Ingeri uísque para auxiliar a descida das pílulas, o que fez meu estômago doer e embrulhar pela mistura nem um pouco compatível. Reparei que ao colocar as pílulas sob minha mão, derrubei algumas no chão. Eu estava trêmulo e com a visão embaçada pela embriaguez. Estendi mais uma vez meus braços até a mesa, tateando, até encontrar uma caixa pequena. Mordi meu lábio inferior, hesitando. Aquela altura eu já havia voltado a chorar. Estendi o braço esquerdo que estava balançando muito pelo nervosismo.
'Às vezes, deixo uma xícara de chá cair para se quebrar ao chão. De propósito. Não fico satisfeito quando ela não se junta novamente. Algum dia, talvez ela volte a se unir.'
Talvez ela nunca se una.
Retirei a lâmina prateada da caixa e posicionei perto do meu braço e num só movimento comecei a rasgar a pele horizontalmente fazendo um corte irregular. Gemi de dor. Acabei soltando a pequena lâmina por conta da laceração, mesmo tremendo e ofegante consegui recuperá-la. Ajoelhei-me ao chão. Senti os efeitos da quantidade de soníferos e etanol circularem por meu corpo. Repeti o mesmo no braço direito, porém, um corte menor. Não aguentei por conta da dor latejante. Desabei no carpete.

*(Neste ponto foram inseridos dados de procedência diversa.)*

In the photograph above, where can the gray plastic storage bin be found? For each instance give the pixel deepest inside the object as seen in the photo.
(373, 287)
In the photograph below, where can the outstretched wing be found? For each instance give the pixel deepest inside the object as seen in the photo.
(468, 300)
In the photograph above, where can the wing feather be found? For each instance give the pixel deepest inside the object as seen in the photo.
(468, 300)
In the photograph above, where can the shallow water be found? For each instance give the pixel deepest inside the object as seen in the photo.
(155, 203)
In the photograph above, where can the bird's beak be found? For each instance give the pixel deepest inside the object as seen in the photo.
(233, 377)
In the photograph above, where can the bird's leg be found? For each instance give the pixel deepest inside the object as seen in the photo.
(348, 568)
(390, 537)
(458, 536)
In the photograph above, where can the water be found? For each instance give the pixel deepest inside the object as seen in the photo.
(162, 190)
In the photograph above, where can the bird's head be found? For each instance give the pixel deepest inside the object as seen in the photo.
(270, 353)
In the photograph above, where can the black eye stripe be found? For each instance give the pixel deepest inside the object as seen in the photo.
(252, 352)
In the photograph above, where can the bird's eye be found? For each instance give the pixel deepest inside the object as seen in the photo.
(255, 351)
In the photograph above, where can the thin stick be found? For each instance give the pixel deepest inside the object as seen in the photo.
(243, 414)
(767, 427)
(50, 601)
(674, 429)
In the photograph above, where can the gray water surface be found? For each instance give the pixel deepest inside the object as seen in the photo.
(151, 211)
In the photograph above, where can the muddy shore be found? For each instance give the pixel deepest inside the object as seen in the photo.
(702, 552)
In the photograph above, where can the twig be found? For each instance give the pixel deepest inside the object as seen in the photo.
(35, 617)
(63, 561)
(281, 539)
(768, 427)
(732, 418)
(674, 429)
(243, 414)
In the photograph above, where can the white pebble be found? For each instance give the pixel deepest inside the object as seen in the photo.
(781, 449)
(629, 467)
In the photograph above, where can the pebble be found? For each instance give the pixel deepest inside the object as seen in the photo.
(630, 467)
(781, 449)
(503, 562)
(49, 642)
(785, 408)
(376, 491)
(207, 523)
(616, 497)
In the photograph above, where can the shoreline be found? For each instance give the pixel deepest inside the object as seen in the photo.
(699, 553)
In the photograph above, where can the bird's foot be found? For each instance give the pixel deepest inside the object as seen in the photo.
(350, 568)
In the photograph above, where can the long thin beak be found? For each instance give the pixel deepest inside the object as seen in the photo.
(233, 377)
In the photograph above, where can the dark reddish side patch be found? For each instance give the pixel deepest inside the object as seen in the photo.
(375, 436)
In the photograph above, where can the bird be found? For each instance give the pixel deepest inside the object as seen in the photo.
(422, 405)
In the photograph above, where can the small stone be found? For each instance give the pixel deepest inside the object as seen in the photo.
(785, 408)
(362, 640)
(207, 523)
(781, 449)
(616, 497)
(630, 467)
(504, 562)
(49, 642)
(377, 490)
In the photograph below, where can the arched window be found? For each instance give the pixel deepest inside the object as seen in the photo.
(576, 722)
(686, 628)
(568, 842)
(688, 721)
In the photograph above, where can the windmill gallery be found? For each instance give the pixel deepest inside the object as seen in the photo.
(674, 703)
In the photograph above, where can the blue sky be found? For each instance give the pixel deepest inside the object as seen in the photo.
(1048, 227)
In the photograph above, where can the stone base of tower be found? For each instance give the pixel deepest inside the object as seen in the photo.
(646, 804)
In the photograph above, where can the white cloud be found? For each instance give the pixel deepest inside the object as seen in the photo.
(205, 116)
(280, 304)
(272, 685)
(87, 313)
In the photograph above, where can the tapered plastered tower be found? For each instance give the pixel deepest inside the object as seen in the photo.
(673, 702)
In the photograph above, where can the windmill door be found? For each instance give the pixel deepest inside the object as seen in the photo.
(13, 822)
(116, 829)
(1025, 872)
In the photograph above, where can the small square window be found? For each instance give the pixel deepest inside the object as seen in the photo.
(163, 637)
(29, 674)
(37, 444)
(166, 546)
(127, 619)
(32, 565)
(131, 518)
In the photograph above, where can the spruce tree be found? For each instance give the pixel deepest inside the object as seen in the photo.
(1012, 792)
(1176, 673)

Os braços completamente carmesim pareciam adquirir brilho por conta da iluminação. Ainda chovia. Eu estava jogado no chão da sala altamente drogado e sangrando até a morte. A visão estava escurecendo. Olhei em direção ao corredor e pude jurar que vi uma silhueta nas sombras. Não ousei acreditar na minha mente perturbada e fechei os olhos. Após mais alguns segundos agonizando finalmente senti minha consciência abandonar o meu corpo, deixando-me aéreo.
Apenas livre-me desta dor.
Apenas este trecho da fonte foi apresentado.